WHAT do Midwestern farmers and unemployed young men in South Central Los Angeles have in common? Not much. But both are beneficiaries of the $3 billion flood-relief bill the House passed last week.
The tale of how that came to pass says a great deal about the murky ways in which Congress makes laws.
The key mover in the drama was Rep. Maxine Waters (D), a fiery liberal representing South Central Los Angeles. Last year, Congress passed authorizing legislation for her Youth Fair Chance Program, designed to provide a lineup of job-training services for 14-to-30-year-olds in high-poverty areas.
This year, President Clinton included $250 million for the program in his $16.3 billion economic-stimulus plan. But that bill was killed by a Republican filibuster in the Senate. The only part salvaged was $320 million for summer jobs, passed by Congress in late June. As part of that "supplemental" appropriation, the Youth Fair Chance Program received $50 million.
Ms. Waters thought her program had been launched. But when aides read the fine print, they found that the language did not include a $100-per-week stipend for participants and a ratio of 1 caseworker per 25 participants. "If you don't have those provisions, people will just drop out of the program," says Patrick Lacefield, a spokesman for Waters.
Republican members of the conference committee that approved the summer-jobs program say those provisions were left out because they were too controversial. But Waters and House leaders contend that their exclusion was an oversight.
Rep. William Natcher (D) of Kentucky, chairman of the House Appropriations Committee, had assured the leadership that "Mrs. Waters would be taken care of in the summer-jobs bill," says George Crawford, staff director of the House Rules Committee. "When that did not happen, the leadership looked for the next possible opportunity to rectify the mistake."
And the next bill coming up for House consideration was ... the flood-relief measure! So the House Rules Committee crafted a clever rule - a measure setting terms of debate on a bill - for the flood-relief package. One provision was that, when House members approved the flood-relief rule, they would insert the Waters amendment into the $3 billion measure.
But Republicans threw a monkey wrench into the scheme. When the flood-relief bill's rule came up July 22, Republicans and conservative Democrats attacked the measure because it did not allow for a cost-savings amendment to pay for the flood relief. They also went after the Waters amendment.
Republicans poked fun at the Youth Fair Chance Program for defining "youths" as those aged 14 to 30. They charged that the measure "to help 30-year-old teenagers" was included as a political payoff for Waters's support of the president's budget - a charge adamantly denied by the congresswoman. "This is exactly the kind of thing that gets the House in trouble," declared Rep. Robert Walker (R) of Pennsylvania. "It ought to be rejected."

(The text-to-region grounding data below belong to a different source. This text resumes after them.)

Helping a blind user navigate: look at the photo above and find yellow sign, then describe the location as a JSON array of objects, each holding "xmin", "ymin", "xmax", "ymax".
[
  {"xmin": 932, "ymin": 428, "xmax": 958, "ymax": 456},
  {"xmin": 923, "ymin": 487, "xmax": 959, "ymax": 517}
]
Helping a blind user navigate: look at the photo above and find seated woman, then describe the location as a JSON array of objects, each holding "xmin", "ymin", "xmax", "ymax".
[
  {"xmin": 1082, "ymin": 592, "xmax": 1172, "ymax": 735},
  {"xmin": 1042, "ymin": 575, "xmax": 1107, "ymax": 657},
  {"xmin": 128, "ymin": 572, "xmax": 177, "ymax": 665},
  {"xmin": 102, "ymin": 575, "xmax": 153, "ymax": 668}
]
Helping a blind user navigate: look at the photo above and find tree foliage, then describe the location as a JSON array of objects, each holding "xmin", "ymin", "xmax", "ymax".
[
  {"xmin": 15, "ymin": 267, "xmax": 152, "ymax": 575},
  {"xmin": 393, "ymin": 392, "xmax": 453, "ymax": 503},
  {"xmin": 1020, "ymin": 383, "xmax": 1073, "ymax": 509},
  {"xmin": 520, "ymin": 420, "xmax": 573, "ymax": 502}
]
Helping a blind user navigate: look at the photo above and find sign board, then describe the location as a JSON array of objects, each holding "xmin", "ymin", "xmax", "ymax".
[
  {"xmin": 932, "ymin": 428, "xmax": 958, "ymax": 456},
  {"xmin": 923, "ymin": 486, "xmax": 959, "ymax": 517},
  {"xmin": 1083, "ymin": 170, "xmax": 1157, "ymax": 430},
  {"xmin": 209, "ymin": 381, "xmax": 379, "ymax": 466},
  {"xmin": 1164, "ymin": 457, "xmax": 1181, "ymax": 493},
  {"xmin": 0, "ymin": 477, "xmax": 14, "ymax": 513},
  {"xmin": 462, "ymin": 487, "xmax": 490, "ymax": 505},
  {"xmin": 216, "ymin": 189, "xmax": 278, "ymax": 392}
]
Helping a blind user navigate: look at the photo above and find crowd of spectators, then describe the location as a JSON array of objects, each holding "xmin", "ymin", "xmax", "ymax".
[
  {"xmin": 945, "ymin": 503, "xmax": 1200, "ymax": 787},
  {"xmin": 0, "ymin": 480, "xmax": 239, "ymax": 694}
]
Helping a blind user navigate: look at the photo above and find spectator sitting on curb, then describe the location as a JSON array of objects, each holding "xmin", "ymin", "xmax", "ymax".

Rejected it was. But after the House adjourned for the weekend, lawmakers were pilloried by Midwesterners upset that they hadn't gotten their flood-relief money. Democrats pointed the finger at Republicans, charging that the Waters brouhaha was a "smokescreen" for Republicans' unwillingness to run up the deficit to help the Midwest. GOP congressmen replied that it was the Democrats' fault for gumming up an otherwise-acceptable measure with an extra amendment.
But the House leadership held firm, refusing to drop the Waters amendment from the flood-relief bill. In the end, it was the GOP that caved in, allowing the flood-relief measure to pass intact July 27. A GOP amendment that would have knocked out the Youth Fair Chance amendment was rejected by a 226-to-201 vote.
That's not the story's end, of course. The Senate must pass its version of the flood-relief legislation. Since the Senate bill does not contain the Waters amendment, the measure's fate will be decided in a House-Senate conference committee that will meet soon.